Generate migration guide:
- Summary table (what changed, why, severity)
- Per-change: before / after code, mechanical migration steps,
edge cases, validation that migration succeeded
- Rollback path
- FAQ (3 common questions devs will ask)
JSON / Structured Extraction (4 prompts)
22. Email parser
{
"task": "extract_meeting_request",
"input": "<paste email>",
"output_schema": {
"isMeetingRequest": "boolean",
"proposedTimes": ["ISO8601 datetime"],
"duration_minutes": "number | null",
"attendees": ["email"],
"topic": "string",
"urgency": "low | normal | high"
}
}
Respond as JSON matching output_schema. No prose, no code fences.
23. Log line classifier
{
"task": "classify_log_line",
"input": "<paste log line>",
"output_schema": {
"level": "debug | info | warn | error | fatal",
"category": "auth | db | network | business | unknown",
"is_actionable": "boolean",
"suggested_action": "string | null",
"extracted_fields": "object"
}
}
24. PR description from diff
{
"task": "summarize_pr",
"input": "<paste diff or commit summary>",
"output_schema": {
"title": "string (≤ 70 chars, conventional commit format)",
"summary": "string (3-5 sentences, why over what)",
"test_plan": ["string"],
"breaking_changes": "boolean",
"migration_steps": "string | null"
}
}
25. Issue triage
{
"task": "triage_issue",
"input": "<paste issue body>",
"output_schema": {
"type": "bug | feature | docs | question | other",
"severity": "p0 | p1 | p2 | p3",
"is_reproducible": "boolean",
"missing_info": ["string"],
"suggested_label": ["string"],
"first_response": "string (≤ 100 words, in voice of project maintainer)"
}
}
Power moves
- Pair Chain-of-Thought with role specification. "Act as a senior engineer with 10y at Stripe. Walk through your reasoning step by step." Quality lift compounds.

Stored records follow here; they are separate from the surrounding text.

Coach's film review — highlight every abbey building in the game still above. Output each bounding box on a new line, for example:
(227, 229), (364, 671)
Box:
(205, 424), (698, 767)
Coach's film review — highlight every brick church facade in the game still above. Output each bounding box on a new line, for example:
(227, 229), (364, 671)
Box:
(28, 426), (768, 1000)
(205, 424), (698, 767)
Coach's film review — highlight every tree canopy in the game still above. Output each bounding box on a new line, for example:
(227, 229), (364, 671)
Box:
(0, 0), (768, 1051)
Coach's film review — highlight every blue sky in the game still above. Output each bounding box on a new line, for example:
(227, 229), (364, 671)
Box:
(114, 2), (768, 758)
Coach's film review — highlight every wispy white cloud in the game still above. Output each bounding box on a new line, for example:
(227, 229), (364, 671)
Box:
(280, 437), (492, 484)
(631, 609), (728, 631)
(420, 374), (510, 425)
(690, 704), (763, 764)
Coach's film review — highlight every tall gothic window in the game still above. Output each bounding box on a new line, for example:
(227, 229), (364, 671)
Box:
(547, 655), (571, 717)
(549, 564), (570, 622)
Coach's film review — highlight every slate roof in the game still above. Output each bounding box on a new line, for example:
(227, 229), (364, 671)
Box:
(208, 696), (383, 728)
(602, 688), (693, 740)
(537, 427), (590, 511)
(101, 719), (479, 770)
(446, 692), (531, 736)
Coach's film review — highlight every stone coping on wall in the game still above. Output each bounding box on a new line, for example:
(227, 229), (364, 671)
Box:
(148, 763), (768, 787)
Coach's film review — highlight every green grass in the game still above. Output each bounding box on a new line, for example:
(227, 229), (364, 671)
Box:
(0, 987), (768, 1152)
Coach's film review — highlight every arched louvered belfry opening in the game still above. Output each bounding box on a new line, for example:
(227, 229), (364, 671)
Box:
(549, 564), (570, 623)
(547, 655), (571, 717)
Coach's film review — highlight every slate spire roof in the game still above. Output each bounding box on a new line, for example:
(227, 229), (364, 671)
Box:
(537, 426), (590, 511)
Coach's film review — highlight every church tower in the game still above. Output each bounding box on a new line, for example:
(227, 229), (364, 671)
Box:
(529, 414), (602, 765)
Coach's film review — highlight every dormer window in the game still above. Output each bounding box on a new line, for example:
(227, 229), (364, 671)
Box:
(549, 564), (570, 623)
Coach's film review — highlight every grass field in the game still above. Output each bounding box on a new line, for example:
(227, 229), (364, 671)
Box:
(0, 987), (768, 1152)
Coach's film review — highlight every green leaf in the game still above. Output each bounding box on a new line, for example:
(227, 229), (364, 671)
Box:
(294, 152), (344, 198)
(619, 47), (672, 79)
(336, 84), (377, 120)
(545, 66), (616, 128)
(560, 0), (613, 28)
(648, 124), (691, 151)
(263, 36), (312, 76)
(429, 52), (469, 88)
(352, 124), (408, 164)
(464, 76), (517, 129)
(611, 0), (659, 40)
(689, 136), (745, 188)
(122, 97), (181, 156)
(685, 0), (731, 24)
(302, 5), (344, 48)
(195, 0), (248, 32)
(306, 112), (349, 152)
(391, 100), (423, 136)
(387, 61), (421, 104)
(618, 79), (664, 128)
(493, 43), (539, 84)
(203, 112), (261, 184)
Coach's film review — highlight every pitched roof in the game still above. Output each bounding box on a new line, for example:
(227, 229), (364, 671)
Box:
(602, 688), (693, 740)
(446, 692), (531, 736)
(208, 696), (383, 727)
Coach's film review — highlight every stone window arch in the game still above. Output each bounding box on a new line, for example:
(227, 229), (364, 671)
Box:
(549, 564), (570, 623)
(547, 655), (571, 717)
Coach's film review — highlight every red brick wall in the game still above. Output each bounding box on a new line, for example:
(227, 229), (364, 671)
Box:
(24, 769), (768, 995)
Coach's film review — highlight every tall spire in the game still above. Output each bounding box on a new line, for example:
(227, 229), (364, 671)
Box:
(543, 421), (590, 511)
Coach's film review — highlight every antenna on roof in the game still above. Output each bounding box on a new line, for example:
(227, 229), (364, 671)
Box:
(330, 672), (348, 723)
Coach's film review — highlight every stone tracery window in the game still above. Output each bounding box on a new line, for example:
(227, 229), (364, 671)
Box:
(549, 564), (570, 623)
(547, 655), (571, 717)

- Always run code before trusting it. AI confidently produces broken code that pattern-matches working code.
- For repeated patterns, save as templates (Prompt Architects ships these as one-click presets).
- Use JSON mode for production AI, not chat-window prompting. The 10% failure rate of free-text JSON breaks pipelines.
- Chain prompts for multi-step work. Don't dump 3 tasks into one prompt — that fails 2.4× more often.